Similar stories continue as people come, pay at the counter and enter either of the five wagons. By 5:20pm, the train is almost full and the captain sounds a long hoot, warning those still outside to get on board.
At exactly 5:30pm, the train sets off with some security officers patrolling every wagon to ensure that everything is okay. I get curious and I ask why?
"Cases of crime in trains are common and, therefore, it shouldn't be underestimated. It is relevant for security to be strict; for instance, in Pakistan, women were raped by thugs on a train and if that can happen, there it can happen here too; so, that's why we strictly have to patrol every journey the train takes," one of the security officers identified as Okello tells me.
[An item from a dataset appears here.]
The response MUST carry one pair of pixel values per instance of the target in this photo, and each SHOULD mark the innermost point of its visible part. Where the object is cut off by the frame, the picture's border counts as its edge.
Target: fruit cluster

The train swiftly moves through Industrial Area and Kinawattaka and makes the first stop near Makerere University Business School (MUBS) where some people disembark and others board.
The next stop is around Spear Motors before proceeding to Kireka and Bweyogerere, from where majority of the passenger's disembark. The train completes the journey at Namanve by 6:15pm, and turns to take those headed for the city.
Ordinarily, a journey from Kampala to Namanve takes a minimum of two hours during peak hours. On a train, you just need less than 45 minutes to reach the township.
"I do not understand why people from this end of Bweyogerere come to town with cars and struggle with traffic jam and fuel, yet they can use the train and get to their destinations in a short while, spending just Shs 2,000 for a return [ticket]," notes Don Ssali, one of the passengers.